The eyes of the world seem to be on Chongqing, where politics, corruption and art exist side by side. It was the municipality governed until recently by Bo Xilai, a prominent Chinese party official who was high up in the succession chain before his wealth and political ties became a notorious issue in the Chinese hierarchy. As well, he has been the center of a political intrigue in which his wife has been accused of murder. Also connected to  Chongqing is Zhang Xiao, a former newspaper photographer in this city, whose work provides a visual commentary on the price of progress in China.  His series on Three Gorges, a major new dam built to stem the flow of the Yankze River, depicts the displacement and destruction created by the project.  He is one of 36 photographers working in their homeland, whose sometimes raw and complex images excite and startle viewers at the exhibition Rising Dragon at the Katonah Museum.

Zhang Huan is another internationally celebrated artist whose performance-art-based photographs present a China steeped in tradition and ritual yet confused and uncomfortable with societal changes. Take for instance his identity quest which greets visitors to the museum. In a progressive series of self portraits, his face is covered with calligraphy which finally morphs into a face completely obliterated by black paint as the day ebbs and ends.

Many images in the show deal with today’s China and the conflict between its rigid Communist legacy and its future as a modern economic power – a transformation that is taking place with rapidity and social unrest and with the accumulation of wealth by party leaders on the back of economic prosperity.

Referencing the work in the catalog, curator Miles Barth says, “I see it as organized chaos. It’s like China itself – a mass of humanity going in every direction at the speed of light.”

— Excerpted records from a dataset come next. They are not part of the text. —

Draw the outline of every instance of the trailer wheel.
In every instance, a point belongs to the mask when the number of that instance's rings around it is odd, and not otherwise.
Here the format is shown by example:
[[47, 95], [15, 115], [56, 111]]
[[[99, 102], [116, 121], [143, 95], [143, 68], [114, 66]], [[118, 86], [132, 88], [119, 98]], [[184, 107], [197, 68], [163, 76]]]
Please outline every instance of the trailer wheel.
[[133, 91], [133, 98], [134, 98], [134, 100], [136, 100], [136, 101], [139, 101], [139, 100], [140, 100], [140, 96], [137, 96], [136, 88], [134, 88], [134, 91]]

All of that makes the show timely, powerful, deeply thoughtful and gutsy. These are artists who are giving us a rare view of the tumultuous transformation of China, which is born out in the news by acts of violence, vision and daring – one of which is playing out as I write. Mr. Chen Guangcheng, a blind Chinese human rights advocate, considered a dissident in his own country, has arrived safely in the United States after years of forced imprisonment and a daring escape. The thing that struck me most about the exhibition is the sheer bravery of the Chinese artists as they depict the volatility in their homeland through some of the most amazing images that take the art of photography into a new realm.  It is a must-see!